Neurol Sci. 2007 Dec;28(6):311-4. doi: 10.1007/s10072-007-0844-7. Epub 2008 Jan 4.
The objective was to investigate whether the described mutations of the SCN1A, SCN1B and GABRG2 genes are associated to generalised epilepsy with febrile seizure plus (GEFS+) in two Tunisian families. We performed a genetic study of two multigenerational Tunisian families with GEFS+ spectrum. The molecular analysis included a PCR amplification of SCN1B, SCN1A and GAGRG2 exons, then a screening of the known SCN1B, SCN1A and GABRG2 gene mutations by direct sequencing. The data excluded the involvement of all known published mutations. However, an insertion of a T nucleotide at a heterozygous state within the intron 12 of the SCN1A gene has been identified in two probands and their parents. Our results corroborate the genetic heterogeneity of GEFS+ predominantly in epilepsy patients of different countries and ethnic groups.
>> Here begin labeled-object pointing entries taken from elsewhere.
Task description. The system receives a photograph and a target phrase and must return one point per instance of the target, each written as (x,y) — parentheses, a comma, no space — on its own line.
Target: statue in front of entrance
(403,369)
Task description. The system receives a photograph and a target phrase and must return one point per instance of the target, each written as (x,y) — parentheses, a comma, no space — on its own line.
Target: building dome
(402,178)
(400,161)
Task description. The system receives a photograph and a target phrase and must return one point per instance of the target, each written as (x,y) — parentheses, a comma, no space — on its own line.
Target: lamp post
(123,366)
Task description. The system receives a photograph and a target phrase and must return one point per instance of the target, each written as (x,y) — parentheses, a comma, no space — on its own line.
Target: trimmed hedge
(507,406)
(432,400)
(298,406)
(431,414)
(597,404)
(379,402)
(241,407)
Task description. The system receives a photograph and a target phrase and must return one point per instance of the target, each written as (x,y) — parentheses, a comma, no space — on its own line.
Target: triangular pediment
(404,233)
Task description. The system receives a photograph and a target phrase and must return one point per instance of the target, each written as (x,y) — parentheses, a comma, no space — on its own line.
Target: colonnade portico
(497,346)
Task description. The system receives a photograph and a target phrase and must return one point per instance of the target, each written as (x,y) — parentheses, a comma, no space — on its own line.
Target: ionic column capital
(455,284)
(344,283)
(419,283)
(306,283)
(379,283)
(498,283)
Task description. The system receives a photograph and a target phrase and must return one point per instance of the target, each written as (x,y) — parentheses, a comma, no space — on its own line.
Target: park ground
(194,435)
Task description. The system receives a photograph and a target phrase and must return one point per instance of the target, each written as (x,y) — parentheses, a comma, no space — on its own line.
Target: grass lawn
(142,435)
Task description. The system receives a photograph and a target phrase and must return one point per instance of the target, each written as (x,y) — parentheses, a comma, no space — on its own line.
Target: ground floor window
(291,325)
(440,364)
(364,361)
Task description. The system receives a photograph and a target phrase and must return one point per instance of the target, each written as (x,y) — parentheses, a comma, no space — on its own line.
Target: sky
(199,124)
目的是调查在两个突尼斯家庭中,所描述的SCN1A、SCN1B和GABRG2基因的突变是否与伴有热性惊厥附加症的全身性癫痫(GEFS+)相关。我们对两个患有GEFS+谱系的突尼斯多代家庭进行了基因研究。分子分析包括对SCN1B、SCN1A和GAGRG2外显子进行PCR扩增,然后通过直接测序筛选已知的SCN1B、SCN1A和GABRG2基因突变。数据排除了所有已发表的已知突变的参与。然而,在两个先证者及其父母中,已鉴定出SCN1A基因内含子12内处于杂合状态的一个T核苷酸插入。我们的结果证实了GEFS+的遗传异质性,主要存在于不同国家和种族的癫痫患者中。